Farmed fish now more common than farmed beef
Last month it was announced that farmed fish had overtaken farmed beef in terms of worldwide production for the first time in recorded history. This watershed moment for human food consumption was made possible by a vast network of fish-farming operations that allow enormous quantities of seafood to be raised in a minimal area and with minimal resources.
According to reports, in China and other Asian countries like Vietnam and Thailand, intense demand for farmed fish and cutthroat competition among farmers drives many of these farmers to cut corners. Feeding the fish with pig and chicken feces is much cheaper than using standard fish food.

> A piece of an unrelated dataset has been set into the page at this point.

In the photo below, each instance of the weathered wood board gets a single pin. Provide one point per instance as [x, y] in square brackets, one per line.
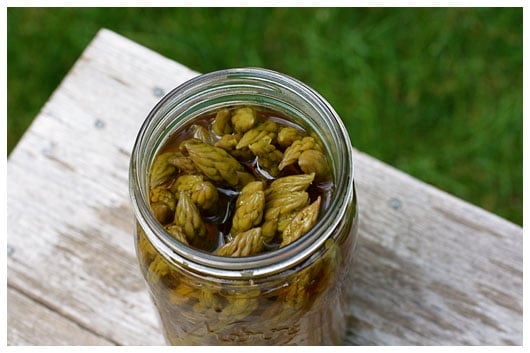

An explosive Bloomberg News story published in October of last year and headlined "Asian Seafood Raised on Pig Feces Approved for U.S. Consumers" revealed in graphic detail fish farms and packing plants in China and Vietnam that are rife with filth and disease, and U.S. inspectors doing what appeared to be a poor job of stopping the tainted fish from entering the food supply. According to the piece, 27 percent of seafood consumed in in the United States comes from China, and yet the FDA only inspects 2.7 percent of the fish that gets imported. Of the fish inspected, the FDA has reportedly rejected 820 Chinese seafood shipments since 2007, including 187 that contained tilapia.